Superbe, une Berbère apporte de l'eau chaude,
Une jatte qu'elle pose auprès de ces messieurs
Qui restent, sans un regard pour elle, à leurs cieux...
" Lionel, mon ami, basta pour la belle Aude !"

Et la moukère observe, un instant arrêtée,
Ce groupe singulier qui se compose en paire
Dont la moitié opine alors que l'autre opère
Dans un conte amoral car sans Maure alitée.

Le firmament nacré, du Lion au Capricorne,
Se fige, stupéfait ; car sous les aloès
Et les cacatoès entre Hammamet et Fez,
Nul — au jamais ! —  ne dépassa autant les bornes.

Une chamelle dit : " Comprenez-vous ma sœur
Les rites de ces zouaves ? Quels étranges nomades !
L'un rit, aise et béat, quand l'autre lui pommade
La lune et l'asticote à la main de masseur. "

Et l'autre qui répond : " Je verrais plutôt là
De l'astre de la nuit la figure cachée
Dont le CNES porte ici une image écorchée
Avec un lot d'antennes, là, dans le baba. "
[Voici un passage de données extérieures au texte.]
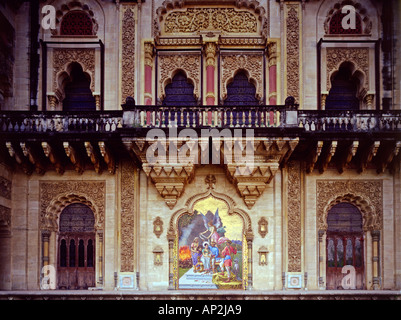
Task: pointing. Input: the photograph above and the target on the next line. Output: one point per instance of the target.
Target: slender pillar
(148, 73)
(210, 50)
(100, 237)
(375, 258)
(249, 241)
(321, 261)
(45, 247)
(272, 55)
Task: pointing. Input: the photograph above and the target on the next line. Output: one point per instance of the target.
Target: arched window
(344, 89)
(241, 92)
(76, 248)
(336, 24)
(76, 23)
(179, 92)
(78, 95)
(344, 245)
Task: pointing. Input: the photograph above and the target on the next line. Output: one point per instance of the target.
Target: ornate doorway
(344, 245)
(76, 248)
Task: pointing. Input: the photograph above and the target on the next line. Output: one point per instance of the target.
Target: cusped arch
(53, 211)
(63, 76)
(231, 210)
(370, 219)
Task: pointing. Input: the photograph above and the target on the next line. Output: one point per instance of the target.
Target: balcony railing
(205, 116)
(78, 122)
(349, 121)
(200, 116)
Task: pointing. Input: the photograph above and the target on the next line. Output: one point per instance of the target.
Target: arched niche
(189, 218)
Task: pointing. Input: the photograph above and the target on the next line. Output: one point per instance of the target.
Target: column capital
(210, 51)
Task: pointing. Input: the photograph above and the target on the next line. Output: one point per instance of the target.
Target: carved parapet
(169, 179)
(252, 178)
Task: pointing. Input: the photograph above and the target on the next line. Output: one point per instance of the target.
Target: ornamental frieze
(226, 20)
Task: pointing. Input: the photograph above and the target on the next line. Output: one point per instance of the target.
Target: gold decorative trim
(358, 56)
(171, 64)
(56, 195)
(251, 63)
(128, 54)
(366, 195)
(294, 212)
(128, 200)
(293, 51)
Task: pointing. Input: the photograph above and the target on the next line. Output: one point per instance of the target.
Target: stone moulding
(366, 195)
(56, 195)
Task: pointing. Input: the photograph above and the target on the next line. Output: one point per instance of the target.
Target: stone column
(171, 238)
(45, 247)
(272, 55)
(249, 240)
(375, 258)
(321, 259)
(148, 73)
(100, 237)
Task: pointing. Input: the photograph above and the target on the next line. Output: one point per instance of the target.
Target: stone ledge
(201, 295)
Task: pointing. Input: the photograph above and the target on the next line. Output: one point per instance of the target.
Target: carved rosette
(127, 217)
(358, 56)
(252, 64)
(170, 64)
(294, 231)
(128, 54)
(293, 50)
(366, 195)
(63, 57)
(56, 195)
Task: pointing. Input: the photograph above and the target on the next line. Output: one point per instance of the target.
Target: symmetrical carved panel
(127, 217)
(294, 217)
(128, 54)
(366, 195)
(293, 51)
(56, 195)
(63, 57)
(358, 56)
(170, 64)
(5, 188)
(226, 20)
(252, 63)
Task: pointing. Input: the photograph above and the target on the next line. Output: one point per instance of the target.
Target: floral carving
(358, 56)
(189, 63)
(127, 217)
(226, 20)
(253, 64)
(63, 57)
(294, 217)
(293, 52)
(366, 195)
(56, 195)
(128, 55)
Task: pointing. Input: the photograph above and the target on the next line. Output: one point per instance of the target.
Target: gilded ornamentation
(56, 195)
(169, 64)
(226, 20)
(252, 63)
(358, 56)
(63, 57)
(294, 217)
(293, 51)
(366, 195)
(5, 218)
(128, 55)
(127, 217)
(5, 188)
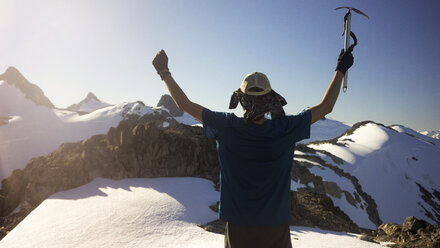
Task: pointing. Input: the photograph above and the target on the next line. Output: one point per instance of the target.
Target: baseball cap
(255, 80)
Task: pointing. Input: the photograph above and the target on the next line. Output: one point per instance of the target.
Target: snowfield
(389, 165)
(153, 212)
(36, 130)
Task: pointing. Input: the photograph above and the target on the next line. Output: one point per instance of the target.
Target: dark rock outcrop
(168, 102)
(310, 209)
(413, 233)
(301, 173)
(90, 96)
(317, 210)
(131, 150)
(31, 91)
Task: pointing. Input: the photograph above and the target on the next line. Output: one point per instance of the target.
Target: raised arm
(345, 61)
(160, 62)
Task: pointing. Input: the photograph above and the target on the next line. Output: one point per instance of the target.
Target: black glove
(160, 62)
(345, 60)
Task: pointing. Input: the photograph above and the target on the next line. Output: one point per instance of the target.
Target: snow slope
(89, 104)
(325, 129)
(419, 135)
(37, 130)
(432, 134)
(390, 166)
(154, 212)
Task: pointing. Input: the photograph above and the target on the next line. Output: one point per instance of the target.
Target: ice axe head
(354, 9)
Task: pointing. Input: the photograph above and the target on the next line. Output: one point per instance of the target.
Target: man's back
(255, 164)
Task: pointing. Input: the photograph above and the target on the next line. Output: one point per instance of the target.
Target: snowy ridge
(420, 135)
(154, 212)
(89, 104)
(32, 130)
(326, 129)
(394, 168)
(432, 134)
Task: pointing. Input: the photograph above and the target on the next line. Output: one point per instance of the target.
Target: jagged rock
(412, 224)
(168, 102)
(332, 189)
(308, 208)
(301, 172)
(414, 233)
(216, 226)
(31, 91)
(90, 97)
(12, 191)
(317, 210)
(130, 150)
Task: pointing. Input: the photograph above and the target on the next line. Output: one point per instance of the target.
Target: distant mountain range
(89, 104)
(373, 173)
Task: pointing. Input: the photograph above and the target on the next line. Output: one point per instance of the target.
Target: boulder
(168, 102)
(413, 224)
(413, 233)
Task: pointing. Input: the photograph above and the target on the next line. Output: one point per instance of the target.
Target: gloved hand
(160, 62)
(345, 60)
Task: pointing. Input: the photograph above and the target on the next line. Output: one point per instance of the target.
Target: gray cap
(255, 80)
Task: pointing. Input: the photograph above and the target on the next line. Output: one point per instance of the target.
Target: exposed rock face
(130, 150)
(90, 98)
(13, 77)
(302, 174)
(168, 102)
(413, 233)
(315, 209)
(308, 209)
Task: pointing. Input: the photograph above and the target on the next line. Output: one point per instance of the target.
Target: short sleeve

Car plus que Roncevaux, c'est tout un val de ronces,
Ici ! Roland s'inquiète, et ça le turlupine
— De cheval, des chevaux —  que l'écheveau d'épines
En éclats ne se brise et encor ne s'enfonce.

Quand le docte a fini avec son art pointu,
Quoi ! l'autre se désole, eh oui, ce fut si bon !
Alors pour le bonheur d'un ultime pinçon,
Il saisit une épine et s'la refout dans l'cul.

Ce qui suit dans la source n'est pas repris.